Things fell from the state of just right when Mama, Papa and Baby Bear arrived back at home and found their beds slept in and porridge eaten.
The desire for perfection often comes dressed much like Goldilocks, beautiful, innocent-seeming, appearing to what to carry out no harm.
It is interesting to note that Robert Southey, the poet and author of The Three Bears, created the character, Goldilocks, from the elderly antagonist of a previous character in an earlier version of the story we have come to know.
This desire for excellence, all things right, slips in to our hearts and minds, slithers onto the terrain of our unconscious, makes bedfellows with our fears and doubts, eats upon our beliefs, gnaws away at our dreams, and establishes itself upon the throne of our thoughts.
And then we, the true persons that we are arrive back at the home of our true identity, and find our house has been invaded.
How often do you start out with plans and then on bringing our ideas into physical reality we encounter someone, better yet, we seek out confirmation that what we are doing is okay, or just right?
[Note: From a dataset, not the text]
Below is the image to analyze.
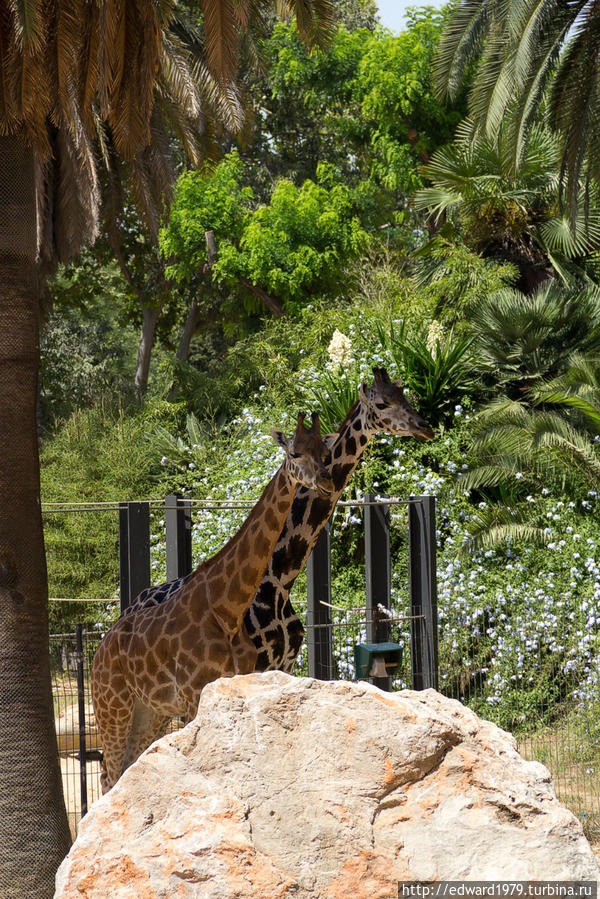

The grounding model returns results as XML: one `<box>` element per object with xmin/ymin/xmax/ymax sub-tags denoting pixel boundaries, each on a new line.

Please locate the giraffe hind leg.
<box><xmin>122</xmin><ymin>699</ymin><xmax>171</xmax><ymax>774</ymax></box>
<box><xmin>94</xmin><ymin>692</ymin><xmax>135</xmax><ymax>794</ymax></box>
In so doing, we receive input that we readily embrace and before we know it we find ourselves off the path we set out for ourselves.
Sometimes these critics insinuate themselves and their ideas about what we are creating into our lives without our asking. The present as friends or well-wishers who want to help.
In either case, we must be careful and remain wary.
This does not mean that as writers we can simply plug ourselves to the desk or computer, and simply write without ever stopping to consider what we have written, how it compares to the standards set for presenting readers with an engaging and entertaining story.
Surely we must learn what constitutes clear and good quality writing and how to shape our stories and novels to contain and reflect that.
At the heart of this we must also and always evaluate the places we seek in which to attain these skills.
We just evaluate writing courses and instructors with our heads and our hearts.
Simply put, the best way to ensure that I don’t achieve my desired goals is to entangle myself with those who seek to divert me from my chosen task.
The most dangerous and enticing intruder to my home and that can prevent me from manifesting my dreams hopes and wishes is the Goldilocks who resides within me–the part of Anjuelle that wants perfection over all else, and thus becomes the destroyer of anything good I might create.